Random Forest Accuracy: 0.7757331799884991


- Gradient Boosting

In [36]:
from sklearn.impute import SimpleImputer

# Buat salinan data dulu kalau perlu
from copy import deepcopy
X_filled = deepcopy(X)

# Inisialisasi imputernya (ganti NaN dengan mean untuk numeric)
imputer = SimpleImputer(strategy='mean')

# Terapkan ke semua fitur
X_filled = pd.DataFrame(imputer.fit_transform(X_filled), columns=X.columns)

# Split ulang data
X_train, X_test, y_train, y_test = train_test_split(X_filled, y, test_size=0.2, random_state=42)

from sklearn.ensemble import GradientBoostingClassifier

# Inisialisasi dan latih model
gb_model = GradientBoostingClassifier(n_estimators=100, learning_rate=0.1, random_state=42)
gb_model.fit(X_train, y_train)

# Prediksi dan evaluasi
gb_preds = gb_model.predict(X_test)
gb_acc = accuracy_score(y_test, gb_preds)

print("Gradient Boosting Accuracy:", gb_acc)

Gradient Boosting Accuracy: 0.7832087406555491


- Adaptive Boosting

In [38]:
from sklearn.ensemble import AdaBoostClassifier
from sklearn.tree import DecisionTreeClassifier

# Model dasar (weak learner)
base_estimator = DecisionTreeClassifier(max_depth=1, random_state=42)

# Inisialisasi AdaBoost
ada_model = AdaBoostClassifier(estimator=base_estimator, n_estimators=100, learning_rate=0.5, random_state=42)
ada_model.fit(X_train, y_train)

# Prediksi dan evaluasi
ada_preds = ada_model.predict(X_test)
ada_acc = accuracy_score(y_test, ada_preds)

print("AdaBoost Accuracy:", ada_acc)



AdaBoost Accuracy: 0.7763082231167338


Which model is the best and why?

In [None]:
In this lab, we evaluated five ensemble models—Pasting, Bagging, Random Forest, AdaBoost, and Gradient Boosting—to predict the Transported variable from the Spaceship Titanic dataset.
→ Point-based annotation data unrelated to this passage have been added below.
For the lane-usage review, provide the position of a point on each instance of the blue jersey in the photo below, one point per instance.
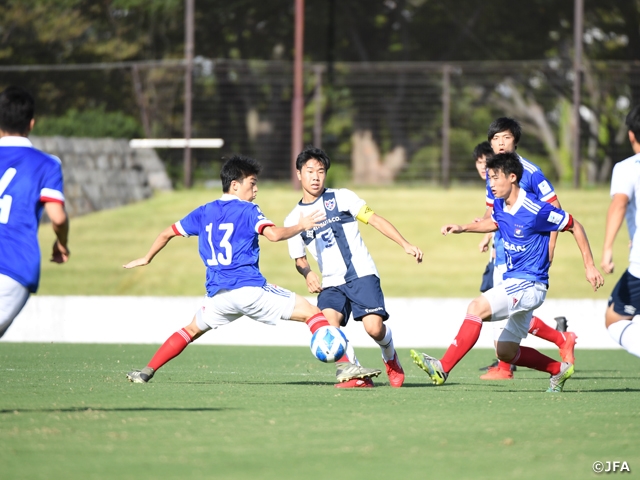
(534, 182)
(28, 179)
(525, 231)
(227, 231)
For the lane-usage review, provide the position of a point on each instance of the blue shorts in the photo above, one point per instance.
(626, 295)
(362, 296)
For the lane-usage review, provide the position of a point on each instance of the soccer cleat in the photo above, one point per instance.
(141, 376)
(394, 371)
(356, 383)
(495, 373)
(566, 350)
(557, 381)
(348, 371)
(431, 365)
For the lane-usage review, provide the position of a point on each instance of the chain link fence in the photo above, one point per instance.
(380, 122)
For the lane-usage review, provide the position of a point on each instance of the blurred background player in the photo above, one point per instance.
(30, 181)
(525, 223)
(350, 280)
(624, 301)
(504, 134)
(228, 231)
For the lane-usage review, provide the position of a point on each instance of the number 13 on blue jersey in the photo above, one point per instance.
(220, 258)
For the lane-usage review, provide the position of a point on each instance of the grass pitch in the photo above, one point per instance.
(66, 411)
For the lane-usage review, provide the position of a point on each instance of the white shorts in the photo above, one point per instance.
(13, 296)
(515, 300)
(262, 304)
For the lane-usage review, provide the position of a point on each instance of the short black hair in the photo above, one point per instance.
(507, 162)
(310, 152)
(237, 168)
(502, 124)
(483, 148)
(17, 108)
(633, 122)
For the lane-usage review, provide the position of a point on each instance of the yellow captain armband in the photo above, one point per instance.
(365, 214)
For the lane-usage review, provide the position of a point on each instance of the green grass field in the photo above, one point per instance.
(66, 411)
(103, 241)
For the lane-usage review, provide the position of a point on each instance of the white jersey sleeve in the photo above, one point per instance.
(625, 179)
(296, 243)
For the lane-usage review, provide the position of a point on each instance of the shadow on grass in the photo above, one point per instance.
(130, 409)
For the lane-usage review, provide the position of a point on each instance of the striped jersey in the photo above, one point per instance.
(227, 231)
(336, 244)
(525, 231)
(533, 181)
(29, 178)
(625, 179)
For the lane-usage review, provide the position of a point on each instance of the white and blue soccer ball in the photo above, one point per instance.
(328, 344)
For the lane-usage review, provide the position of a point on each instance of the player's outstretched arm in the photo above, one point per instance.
(486, 225)
(593, 275)
(306, 222)
(615, 216)
(313, 281)
(159, 243)
(388, 230)
(60, 224)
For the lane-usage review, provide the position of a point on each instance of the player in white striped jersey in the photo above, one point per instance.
(525, 223)
(350, 280)
(624, 303)
(30, 182)
(228, 231)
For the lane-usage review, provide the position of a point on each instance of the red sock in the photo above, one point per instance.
(173, 347)
(504, 366)
(530, 357)
(464, 341)
(540, 329)
(319, 320)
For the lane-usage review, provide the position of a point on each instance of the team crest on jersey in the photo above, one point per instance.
(330, 204)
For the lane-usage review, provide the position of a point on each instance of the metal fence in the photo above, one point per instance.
(430, 114)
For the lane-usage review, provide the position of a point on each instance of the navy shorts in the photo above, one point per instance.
(362, 296)
(626, 295)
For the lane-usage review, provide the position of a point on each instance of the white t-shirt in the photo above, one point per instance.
(336, 245)
(625, 179)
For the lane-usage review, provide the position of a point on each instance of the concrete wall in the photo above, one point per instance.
(415, 322)
(104, 173)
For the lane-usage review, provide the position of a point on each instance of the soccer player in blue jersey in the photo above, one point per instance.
(30, 182)
(504, 134)
(350, 281)
(624, 302)
(525, 223)
(228, 231)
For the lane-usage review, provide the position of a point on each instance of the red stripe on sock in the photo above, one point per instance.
(530, 357)
(170, 349)
(540, 329)
(317, 321)
(464, 341)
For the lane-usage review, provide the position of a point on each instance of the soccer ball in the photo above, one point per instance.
(328, 344)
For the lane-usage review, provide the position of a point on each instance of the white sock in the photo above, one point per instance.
(386, 345)
(627, 334)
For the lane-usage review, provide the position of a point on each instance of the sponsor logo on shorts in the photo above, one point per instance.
(544, 187)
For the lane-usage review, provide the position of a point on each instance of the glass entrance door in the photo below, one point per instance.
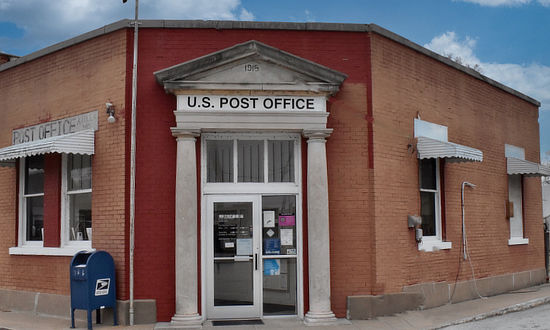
(233, 257)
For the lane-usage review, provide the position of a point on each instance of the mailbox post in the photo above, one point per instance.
(93, 284)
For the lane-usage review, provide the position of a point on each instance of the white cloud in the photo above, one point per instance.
(508, 3)
(45, 22)
(309, 16)
(495, 3)
(246, 15)
(531, 79)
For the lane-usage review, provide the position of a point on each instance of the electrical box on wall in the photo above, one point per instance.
(414, 221)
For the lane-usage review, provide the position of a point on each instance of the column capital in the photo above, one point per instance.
(317, 134)
(180, 133)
Among them, Gradient Boosting achieved the highest accuracy at 78.32%, thanks to its iterative approach that focuses on correcting previous errors. Although Random Forest (77.57%) and AdaBoost (77.63%) also delivered strong results, Gradient Boosting stood out as the most effective. For future classification tasks, we recommend using Gradient Boosting for the best accuracy, Random Forest for faster and more stable predictions, and AdaBoost as a lightweight alternative with solid performance.